What mARCH Does with It

When mARCH starts a run, it reads the aes.json and injects it in full into every agent session alongside the project’s COPILOT.md operating manual. The injection happens at the start of every session, not once at the start of the run. Each session the agent receives the complete feature description, the full list of stories with their current state, and the story it is being asked to implement, regardless of how many sessions have already run.

stateDiagram-v2
    [*] --> Pending
    Pending --> Blocked : dependsOn not satisfied
    Blocked --> Pending : dependencies pass
    Pending --> InProgress : mARCH schedules story
    InProgress --> Passed : passes set to true
    InProgress --> Failed : passes remains false
    Failed --> InProgress : retry with prior context
    Passed --> [*]

This is the solution to the context rot problem described in the mARCH post: context rot occurs when an agent’s prior conversation history crowds out the project context that was established early in the run, causing the agent to lose track of architectural decisions. Fresh injection at every session means the agent never loses access to the intent of the feature, even in session fifteen of a complex run.

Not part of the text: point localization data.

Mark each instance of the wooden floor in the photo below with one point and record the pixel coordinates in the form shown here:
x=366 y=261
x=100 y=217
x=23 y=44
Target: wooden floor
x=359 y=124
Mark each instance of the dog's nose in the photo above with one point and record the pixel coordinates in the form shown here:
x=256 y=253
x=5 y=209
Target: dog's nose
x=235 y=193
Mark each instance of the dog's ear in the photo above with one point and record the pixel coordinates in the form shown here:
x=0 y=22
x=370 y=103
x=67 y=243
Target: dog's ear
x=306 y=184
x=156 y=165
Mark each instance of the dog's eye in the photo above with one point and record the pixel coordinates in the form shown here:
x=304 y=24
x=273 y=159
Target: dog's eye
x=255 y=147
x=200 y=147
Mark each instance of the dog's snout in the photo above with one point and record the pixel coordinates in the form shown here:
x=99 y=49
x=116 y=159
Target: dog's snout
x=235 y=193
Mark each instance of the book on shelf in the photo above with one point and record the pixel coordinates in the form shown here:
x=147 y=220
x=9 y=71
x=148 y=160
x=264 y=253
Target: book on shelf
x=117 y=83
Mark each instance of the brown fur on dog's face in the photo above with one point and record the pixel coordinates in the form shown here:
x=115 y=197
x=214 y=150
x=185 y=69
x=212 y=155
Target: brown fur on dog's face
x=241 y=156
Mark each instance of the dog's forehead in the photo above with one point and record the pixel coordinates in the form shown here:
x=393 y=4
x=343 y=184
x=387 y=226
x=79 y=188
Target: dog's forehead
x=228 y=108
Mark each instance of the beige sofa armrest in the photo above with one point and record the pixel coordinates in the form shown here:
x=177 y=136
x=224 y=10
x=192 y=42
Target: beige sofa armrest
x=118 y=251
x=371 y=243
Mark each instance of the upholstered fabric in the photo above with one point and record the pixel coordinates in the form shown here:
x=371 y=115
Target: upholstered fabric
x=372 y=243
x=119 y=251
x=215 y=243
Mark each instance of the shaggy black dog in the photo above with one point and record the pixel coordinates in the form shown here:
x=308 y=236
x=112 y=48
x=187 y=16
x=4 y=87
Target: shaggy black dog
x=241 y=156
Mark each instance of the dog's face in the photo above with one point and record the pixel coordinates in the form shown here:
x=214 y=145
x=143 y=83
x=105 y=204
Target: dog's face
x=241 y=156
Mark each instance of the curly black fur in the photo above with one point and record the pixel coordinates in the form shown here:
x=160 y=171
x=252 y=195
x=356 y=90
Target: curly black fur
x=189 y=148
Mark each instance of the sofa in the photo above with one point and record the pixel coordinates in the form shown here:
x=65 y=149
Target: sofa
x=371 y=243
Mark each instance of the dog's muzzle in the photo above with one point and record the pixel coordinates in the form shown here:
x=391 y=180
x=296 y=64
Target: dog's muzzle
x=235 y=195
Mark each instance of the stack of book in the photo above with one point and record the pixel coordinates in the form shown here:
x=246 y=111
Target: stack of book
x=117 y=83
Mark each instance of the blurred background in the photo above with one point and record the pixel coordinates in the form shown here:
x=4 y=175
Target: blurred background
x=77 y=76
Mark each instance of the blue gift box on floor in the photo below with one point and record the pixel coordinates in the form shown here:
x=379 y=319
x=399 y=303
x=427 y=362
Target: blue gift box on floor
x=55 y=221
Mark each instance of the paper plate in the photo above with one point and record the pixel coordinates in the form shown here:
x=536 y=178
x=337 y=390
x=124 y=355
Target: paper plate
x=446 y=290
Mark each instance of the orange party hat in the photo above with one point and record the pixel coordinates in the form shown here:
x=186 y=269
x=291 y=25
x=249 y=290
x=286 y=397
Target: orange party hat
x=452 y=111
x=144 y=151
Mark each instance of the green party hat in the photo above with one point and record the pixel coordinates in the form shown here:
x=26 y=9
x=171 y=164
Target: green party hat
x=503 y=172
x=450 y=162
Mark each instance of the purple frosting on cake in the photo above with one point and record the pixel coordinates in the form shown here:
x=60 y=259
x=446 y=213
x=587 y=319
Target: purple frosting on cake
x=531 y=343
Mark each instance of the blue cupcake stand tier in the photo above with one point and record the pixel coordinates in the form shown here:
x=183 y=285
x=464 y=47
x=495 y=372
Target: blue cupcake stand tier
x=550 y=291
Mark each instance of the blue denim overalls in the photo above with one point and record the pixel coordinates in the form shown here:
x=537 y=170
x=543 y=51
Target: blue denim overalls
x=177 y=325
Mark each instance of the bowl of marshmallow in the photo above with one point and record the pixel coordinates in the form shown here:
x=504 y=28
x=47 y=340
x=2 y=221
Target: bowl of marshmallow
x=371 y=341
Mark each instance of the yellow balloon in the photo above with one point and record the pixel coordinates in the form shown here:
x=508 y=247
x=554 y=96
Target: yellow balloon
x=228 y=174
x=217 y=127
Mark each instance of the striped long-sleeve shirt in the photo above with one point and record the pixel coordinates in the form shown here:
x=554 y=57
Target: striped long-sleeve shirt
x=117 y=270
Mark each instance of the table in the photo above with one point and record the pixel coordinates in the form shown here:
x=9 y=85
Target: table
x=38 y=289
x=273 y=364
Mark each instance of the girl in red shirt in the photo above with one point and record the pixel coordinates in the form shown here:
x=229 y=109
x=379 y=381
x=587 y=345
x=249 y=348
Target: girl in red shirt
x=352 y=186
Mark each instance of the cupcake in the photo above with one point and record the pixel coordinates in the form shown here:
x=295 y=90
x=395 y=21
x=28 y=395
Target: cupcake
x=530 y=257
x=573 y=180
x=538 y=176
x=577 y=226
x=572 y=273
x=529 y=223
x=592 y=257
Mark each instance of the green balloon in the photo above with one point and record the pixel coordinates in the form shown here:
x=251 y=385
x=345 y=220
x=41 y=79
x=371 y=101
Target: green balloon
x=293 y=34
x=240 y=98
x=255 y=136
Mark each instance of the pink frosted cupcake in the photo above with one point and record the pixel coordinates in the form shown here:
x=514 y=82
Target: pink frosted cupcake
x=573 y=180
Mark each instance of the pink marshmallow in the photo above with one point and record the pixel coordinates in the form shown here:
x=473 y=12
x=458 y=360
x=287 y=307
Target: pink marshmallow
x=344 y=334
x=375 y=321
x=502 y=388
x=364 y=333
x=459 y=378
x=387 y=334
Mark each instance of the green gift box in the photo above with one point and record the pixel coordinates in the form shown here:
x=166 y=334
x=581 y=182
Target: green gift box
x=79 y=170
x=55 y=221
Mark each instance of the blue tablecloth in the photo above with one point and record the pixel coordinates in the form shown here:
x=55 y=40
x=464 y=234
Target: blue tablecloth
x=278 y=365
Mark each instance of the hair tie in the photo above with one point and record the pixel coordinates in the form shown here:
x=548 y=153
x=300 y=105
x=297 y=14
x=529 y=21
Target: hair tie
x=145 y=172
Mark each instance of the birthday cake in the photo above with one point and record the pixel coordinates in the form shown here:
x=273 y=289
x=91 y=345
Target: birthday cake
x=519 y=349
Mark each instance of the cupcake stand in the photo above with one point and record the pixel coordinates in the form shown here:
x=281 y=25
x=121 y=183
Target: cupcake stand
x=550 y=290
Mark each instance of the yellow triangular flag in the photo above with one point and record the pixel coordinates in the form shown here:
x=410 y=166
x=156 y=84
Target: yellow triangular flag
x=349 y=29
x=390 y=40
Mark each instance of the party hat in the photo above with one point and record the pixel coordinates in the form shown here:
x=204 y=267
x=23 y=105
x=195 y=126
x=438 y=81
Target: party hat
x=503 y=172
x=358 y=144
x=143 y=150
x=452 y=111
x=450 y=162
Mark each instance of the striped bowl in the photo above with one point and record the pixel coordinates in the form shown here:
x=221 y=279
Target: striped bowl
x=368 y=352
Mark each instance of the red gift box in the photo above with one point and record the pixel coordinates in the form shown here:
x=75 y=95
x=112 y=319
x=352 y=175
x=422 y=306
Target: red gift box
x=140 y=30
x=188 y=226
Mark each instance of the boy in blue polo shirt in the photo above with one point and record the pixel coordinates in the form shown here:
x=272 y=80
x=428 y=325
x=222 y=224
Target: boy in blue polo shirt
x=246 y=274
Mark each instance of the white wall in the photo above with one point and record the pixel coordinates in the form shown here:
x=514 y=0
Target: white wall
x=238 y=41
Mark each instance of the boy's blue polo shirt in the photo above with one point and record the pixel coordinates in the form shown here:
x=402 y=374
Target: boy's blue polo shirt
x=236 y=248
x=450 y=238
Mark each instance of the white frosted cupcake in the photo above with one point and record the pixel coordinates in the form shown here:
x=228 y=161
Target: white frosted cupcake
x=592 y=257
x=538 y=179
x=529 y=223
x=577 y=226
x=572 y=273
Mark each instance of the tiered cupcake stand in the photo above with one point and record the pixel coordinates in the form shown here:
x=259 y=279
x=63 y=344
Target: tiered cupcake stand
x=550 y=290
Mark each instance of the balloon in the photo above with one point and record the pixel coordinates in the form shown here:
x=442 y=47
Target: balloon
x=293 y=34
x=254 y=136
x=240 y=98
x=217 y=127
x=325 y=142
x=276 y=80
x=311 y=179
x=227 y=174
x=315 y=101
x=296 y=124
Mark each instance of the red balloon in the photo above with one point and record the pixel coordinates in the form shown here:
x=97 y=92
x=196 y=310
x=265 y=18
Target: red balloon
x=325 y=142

Before the story loop starts, mARCH also generates two supporting files. FEATURE_CONTEXT.md groups stories by keyword similarity, identifies which data model fields are introduced, and flags which modules are touched across multiple stories, giving the agent a structural overview that is faster to orient from than reading the full specification top to bottom. DECISIONS.md provides a decision log with one row per story; the agent fills in the architectural decision and its rationale after each story completes, and the file accumulates across runs. An agent in a later session can read the decision log and understand why earlier stories were implemented the way they were without having access to the conversation history that produced those implementations.

The Review Loop

After all stories have passes: true, mARCH runs an automated code review comparing the feature branch to main. The review runs under the most capable available model and produces findings categorized by severity: logic errors, missing edge cases, security concerns, and quality issues with file paths and line numbers attached.

Those findings feed directly back into the specification process. The runner invokes the AES skill with the review output, which produces a new PRD and a new aes.json treating each finding or group of related findings as a story. mARCH then runs the new specification exactly as it ran the original one: story by story, with dependency resolution, context injection, quality gates, and retry logic. The review findings become a second wave of the red-green-refactor cycle, executed with the same structure as the first.

The human review comes at the end of this second wave. By that point the branch has been implemented, reviewed, and the review findings addressed. What remains for the human is the final diff: code that was written against a specification, reviewed automatically, and corrected through a second specification. The diff is readable because the specification exists to explain it.

Writing Specifications as Part of the Workflow

The practical consequence of having a skill for specification is that writing the AES is the starting point for any feature, not an optional step before the actual work begins. Invoking the skill takes a few minutes of conversation in plan mode; the harder work is answering the clarifying questions honestly, which requires actually thinking through what the feature does and what edge cases matter. That is the work that determines the quality of everything the executor produces.

A feature where the specification was rushed tends to surface ambiguity during the mARCH run: an agent that interprets an underspecified implementation note in a way that is technically defensible but architecturally wrong, or an acceptance criterion that passes in the happy path but says nothing about the error case. These are specification gaps that the agent had no way to fill. The skill structures the conversation in a way that makes those gaps visible before the executor runs into them, which is the same discipline that writing a failing test before implementation enforces in traditional TDD.